Kapasitas Mental Pelaku Tindak Pidana dalam Hukum Pidana

Kapasitas Mental Pelaku Tindak Pidana dalam Hukum Pidana

Berita mengenai seorang ibu berinisial KU yang tega membunuh ketiga anaknya di Brebes membuat isu kesehatan mental dalam hukum pidana menjadi perhatian serius bagi seluruh Aparat Penegak Hukum. Orang yang kesehatan mentalnya terganggu akan mengalami kesulitan dalam mengendalikan diri, perilaku, emosi, dan pikirannya sehingga dapat melakukan perbuatan yang melanggar hukum. Kepala Kepolisian Resor Brebes, AKBP Faisal Febrianto, menjelaskan pelaku saat dilakukan pemeriksaan awal selalu berubah-ubah pernyataannya dan tidak fokus sehingga polisi membawa KU ke rumah sakit untuk dilakukan pemeriksaan kesehatan jiwa.  

Undang-Undang RI Nomor 18 Tahun 2014 tentang Kesehatan Jiwa (UU KJ), Pasal 71 ayat (1) menyatakan bahwa “Untuk kepentingan penegakan hukum, seseorang yang diduga Orang Dengan Gangguan Jiwa (ODGJ) yang melakukan tindak pidana harus mendapatkan pemeriksaan kesehatan jiwa. Pemeriksaan kesehatan jiwa adalah serangkaian kegiatan dari pelayanan kesehatan jiwa yang dilakukan untuk menilai kondisi kesehatan jiwa seseorang sesuai Pasal 1 ayat (1) Peraturan Menteri Kesehatan RI Nomor 77 Tahun 2015 tentang Pedoman Pemeriksaan Kesehatan Jiwa untuk Kepentingan Penegakan Hukum. Pemeriksaan tersebut dilakukan untuk memastikan kapasitas mental seseorang dalam hukum pidana di mana seseorang yang melakukan pelanggaran hukum memahami karakter dan konsekuensi dari tindakannya.

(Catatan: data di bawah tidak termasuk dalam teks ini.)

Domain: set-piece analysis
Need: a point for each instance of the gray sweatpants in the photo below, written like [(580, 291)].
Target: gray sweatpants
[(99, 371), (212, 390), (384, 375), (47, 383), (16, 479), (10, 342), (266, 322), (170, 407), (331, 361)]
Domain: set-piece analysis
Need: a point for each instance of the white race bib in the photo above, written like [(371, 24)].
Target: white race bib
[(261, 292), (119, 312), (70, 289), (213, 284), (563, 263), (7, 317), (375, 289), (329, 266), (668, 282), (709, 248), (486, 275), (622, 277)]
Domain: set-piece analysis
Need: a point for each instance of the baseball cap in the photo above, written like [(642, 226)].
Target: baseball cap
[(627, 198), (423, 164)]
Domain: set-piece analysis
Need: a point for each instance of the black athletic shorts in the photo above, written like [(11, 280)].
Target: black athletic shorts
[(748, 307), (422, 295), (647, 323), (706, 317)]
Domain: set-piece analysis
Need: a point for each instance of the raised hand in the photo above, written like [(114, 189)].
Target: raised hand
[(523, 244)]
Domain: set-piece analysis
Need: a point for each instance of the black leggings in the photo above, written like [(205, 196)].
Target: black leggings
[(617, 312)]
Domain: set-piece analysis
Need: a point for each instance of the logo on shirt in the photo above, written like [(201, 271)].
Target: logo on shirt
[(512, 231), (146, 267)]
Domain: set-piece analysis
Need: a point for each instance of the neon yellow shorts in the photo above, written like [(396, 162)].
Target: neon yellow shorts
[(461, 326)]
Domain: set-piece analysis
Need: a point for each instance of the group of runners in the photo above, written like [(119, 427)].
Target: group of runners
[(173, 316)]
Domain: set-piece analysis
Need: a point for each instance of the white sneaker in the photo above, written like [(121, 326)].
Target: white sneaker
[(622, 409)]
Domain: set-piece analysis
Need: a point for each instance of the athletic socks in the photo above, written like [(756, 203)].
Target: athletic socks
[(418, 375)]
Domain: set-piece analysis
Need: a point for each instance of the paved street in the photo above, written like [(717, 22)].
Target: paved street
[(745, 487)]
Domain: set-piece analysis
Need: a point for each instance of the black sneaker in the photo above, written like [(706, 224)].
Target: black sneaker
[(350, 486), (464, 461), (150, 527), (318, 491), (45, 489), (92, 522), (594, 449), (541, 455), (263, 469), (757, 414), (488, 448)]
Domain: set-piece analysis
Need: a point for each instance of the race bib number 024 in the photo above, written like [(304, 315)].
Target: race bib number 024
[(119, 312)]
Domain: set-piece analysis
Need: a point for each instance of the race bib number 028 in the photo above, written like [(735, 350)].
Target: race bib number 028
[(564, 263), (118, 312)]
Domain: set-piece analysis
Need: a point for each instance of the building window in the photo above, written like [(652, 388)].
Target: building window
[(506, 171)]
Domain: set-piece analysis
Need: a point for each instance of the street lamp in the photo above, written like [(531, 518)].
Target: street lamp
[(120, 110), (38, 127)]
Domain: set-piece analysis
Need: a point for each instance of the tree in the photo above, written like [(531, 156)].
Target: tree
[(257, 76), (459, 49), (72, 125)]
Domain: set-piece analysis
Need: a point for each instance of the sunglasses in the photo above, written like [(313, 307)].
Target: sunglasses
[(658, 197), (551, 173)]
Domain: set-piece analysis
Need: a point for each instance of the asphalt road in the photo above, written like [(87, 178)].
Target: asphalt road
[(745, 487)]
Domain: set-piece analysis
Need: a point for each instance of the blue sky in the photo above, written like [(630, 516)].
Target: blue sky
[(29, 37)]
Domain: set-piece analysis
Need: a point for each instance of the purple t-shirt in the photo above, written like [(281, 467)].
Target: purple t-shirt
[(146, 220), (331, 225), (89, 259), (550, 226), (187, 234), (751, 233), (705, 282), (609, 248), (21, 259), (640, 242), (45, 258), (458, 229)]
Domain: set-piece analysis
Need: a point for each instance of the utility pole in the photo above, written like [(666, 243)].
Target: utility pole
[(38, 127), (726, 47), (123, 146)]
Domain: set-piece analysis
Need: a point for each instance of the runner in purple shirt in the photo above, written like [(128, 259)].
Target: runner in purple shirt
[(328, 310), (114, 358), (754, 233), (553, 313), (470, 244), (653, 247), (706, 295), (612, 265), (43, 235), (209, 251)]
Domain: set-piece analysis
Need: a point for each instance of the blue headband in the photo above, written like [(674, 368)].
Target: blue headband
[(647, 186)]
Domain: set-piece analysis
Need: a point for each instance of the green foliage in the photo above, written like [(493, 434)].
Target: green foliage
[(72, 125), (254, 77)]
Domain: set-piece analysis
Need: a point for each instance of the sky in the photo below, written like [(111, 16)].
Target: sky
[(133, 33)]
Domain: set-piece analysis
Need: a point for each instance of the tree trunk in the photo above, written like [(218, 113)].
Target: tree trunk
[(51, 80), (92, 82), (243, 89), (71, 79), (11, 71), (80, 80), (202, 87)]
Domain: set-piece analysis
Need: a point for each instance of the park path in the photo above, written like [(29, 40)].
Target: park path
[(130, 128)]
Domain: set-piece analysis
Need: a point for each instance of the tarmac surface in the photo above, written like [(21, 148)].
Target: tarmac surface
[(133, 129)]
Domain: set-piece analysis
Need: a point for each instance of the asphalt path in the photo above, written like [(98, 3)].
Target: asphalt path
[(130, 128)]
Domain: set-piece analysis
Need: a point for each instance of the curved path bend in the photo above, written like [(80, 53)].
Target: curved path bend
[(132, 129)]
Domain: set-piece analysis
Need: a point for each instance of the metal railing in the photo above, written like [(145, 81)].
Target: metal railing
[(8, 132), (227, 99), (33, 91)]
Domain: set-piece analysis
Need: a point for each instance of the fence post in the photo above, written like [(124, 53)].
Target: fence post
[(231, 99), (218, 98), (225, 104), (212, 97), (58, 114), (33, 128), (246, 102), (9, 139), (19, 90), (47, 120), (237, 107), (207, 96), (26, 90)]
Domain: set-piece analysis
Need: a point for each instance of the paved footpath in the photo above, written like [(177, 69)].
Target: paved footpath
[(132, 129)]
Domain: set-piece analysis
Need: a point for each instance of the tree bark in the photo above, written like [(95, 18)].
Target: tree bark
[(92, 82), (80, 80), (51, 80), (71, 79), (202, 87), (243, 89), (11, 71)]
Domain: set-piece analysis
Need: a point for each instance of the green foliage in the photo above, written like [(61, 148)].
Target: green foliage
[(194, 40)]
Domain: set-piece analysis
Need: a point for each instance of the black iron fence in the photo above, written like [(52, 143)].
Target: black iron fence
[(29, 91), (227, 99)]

Dalam UU KJ Pasal 1 ayat (2) menjelaskan Orang Dengan Masalah Kejiwaan (ODMK) adalah individu yang mempunyai masalah fisik, mental, sosial, pertumbuhan dan perkembangan, dan/atau kualitas hidup sehingga memiliki risiko mengalami gangguan jiwa dan Pasal 1 ayat (3) menyatakan ODGJ adalah orang yang mengalami gangguan dalam pikiran, perilaku, dan perasaan yang termanifestasi dalam bentuk sekumpulan gejala dan/atau perubahan perilaku yang bermakna, serta dapat menimbulkan penderitaan dan hambatan dalam menjalankan fungsi orang sebagai manusia. ODMK dan ODGJ memiliki kondisi kesehatan jiwa yang kurang atau tidak sehat.

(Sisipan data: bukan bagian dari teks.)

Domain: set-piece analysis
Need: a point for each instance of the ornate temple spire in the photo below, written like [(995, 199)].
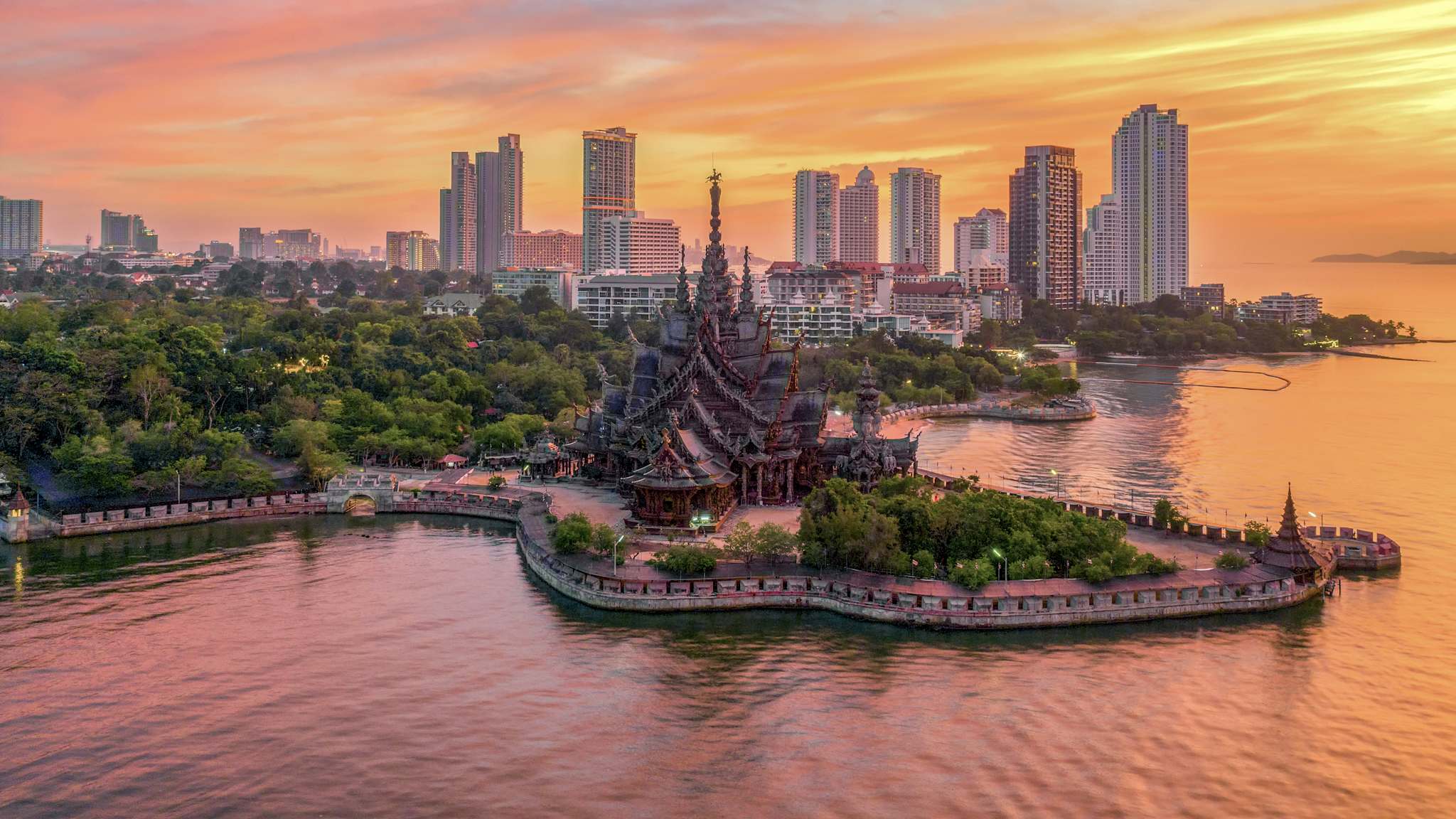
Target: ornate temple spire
[(683, 302), (746, 289), (1289, 527), (712, 286), (867, 407)]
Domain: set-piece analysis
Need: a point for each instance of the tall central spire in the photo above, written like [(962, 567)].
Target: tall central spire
[(712, 286)]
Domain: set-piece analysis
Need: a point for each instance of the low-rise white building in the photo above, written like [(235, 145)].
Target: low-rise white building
[(1302, 309), (599, 298), (453, 305)]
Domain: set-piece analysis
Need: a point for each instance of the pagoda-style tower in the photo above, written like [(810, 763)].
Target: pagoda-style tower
[(15, 518), (1289, 548), (714, 414)]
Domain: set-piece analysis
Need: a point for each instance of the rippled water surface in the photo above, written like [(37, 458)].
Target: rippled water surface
[(400, 666)]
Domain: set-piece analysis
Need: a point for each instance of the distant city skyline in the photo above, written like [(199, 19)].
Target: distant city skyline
[(354, 148)]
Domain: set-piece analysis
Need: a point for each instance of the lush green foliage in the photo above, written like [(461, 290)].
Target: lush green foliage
[(1257, 534), (769, 542), (1167, 515), (119, 388), (901, 528), (685, 560)]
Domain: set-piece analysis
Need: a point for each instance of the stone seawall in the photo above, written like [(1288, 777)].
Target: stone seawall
[(186, 513), (995, 410), (1010, 605), (1019, 604)]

Pada orang yang memiliki kesehatan jiwa yang normal perbuatan yang melanggar ketentuan hukum pidana akan mengakibatkan pelakunya dapat dikenai pemidanaan. Sanksi yang dikenakan kepada orang yang terbukti melakukan tindak pidana merupakan bentuk dari pertanggungjawaban atas tindak pidana yang dilakukannya dan hukuman pidana yang diberikan dapat mengubah perilakunya. Namun, sanksi yang diberikan akan menjadi tidak adil apabila orang tersebut memiliki kapasitas mental yang kurang.

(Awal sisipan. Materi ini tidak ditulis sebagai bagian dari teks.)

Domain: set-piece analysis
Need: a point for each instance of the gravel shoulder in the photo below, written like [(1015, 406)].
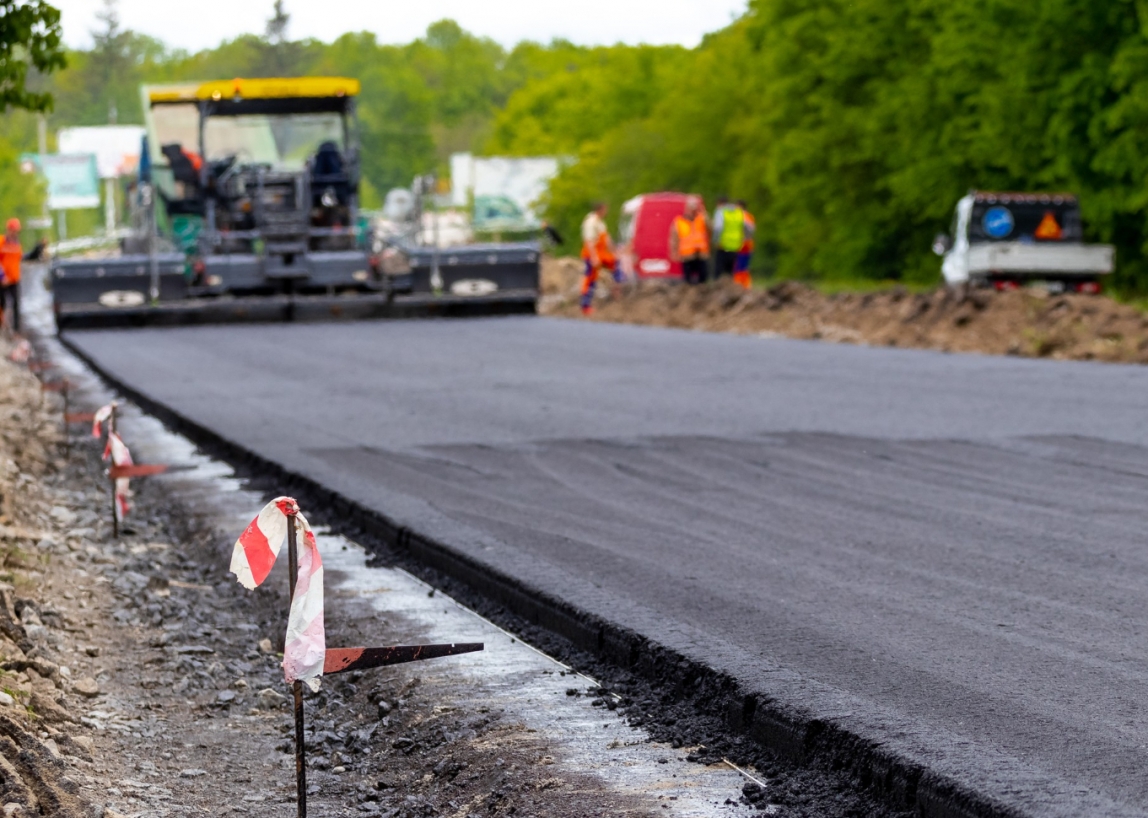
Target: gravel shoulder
[(1031, 324)]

Apabila pelaku kejahatan dinilai mengalami penurunan kapasitas mental yang dibuktikan dengan Visum et Repertum Psikiatrikum yang dikeluarkan oleh dokter spesialis kedokteran jiwa untuk kepentingan penegakan hukum, maka hakim perlu mempertimbangkan apakah pelaku layak atau tidak layak diadili. Berdasarkan Pasal 44 KUHP, “Barangsiapa melakukan perbuatan yang tidak dapat dipertanggungjawabkan kepadanya karena jiwanya cacat dalam pertumbuhan atau terganggu karena penyakit, tidak dipidana”. Diatur lebih lanjut pada pasal 44 (2) KUHP, “Jika nyata perbuatan itu tidak dapat dipertanggungjawabkan kepadanya sebab kurang sempurna akalnya atau sakit berubah akal, maka dapatlah hakim memerintahkan memasukkan dia ke rumah sakit jiwa selama-lamanya satu tahun untuk diperiksa”.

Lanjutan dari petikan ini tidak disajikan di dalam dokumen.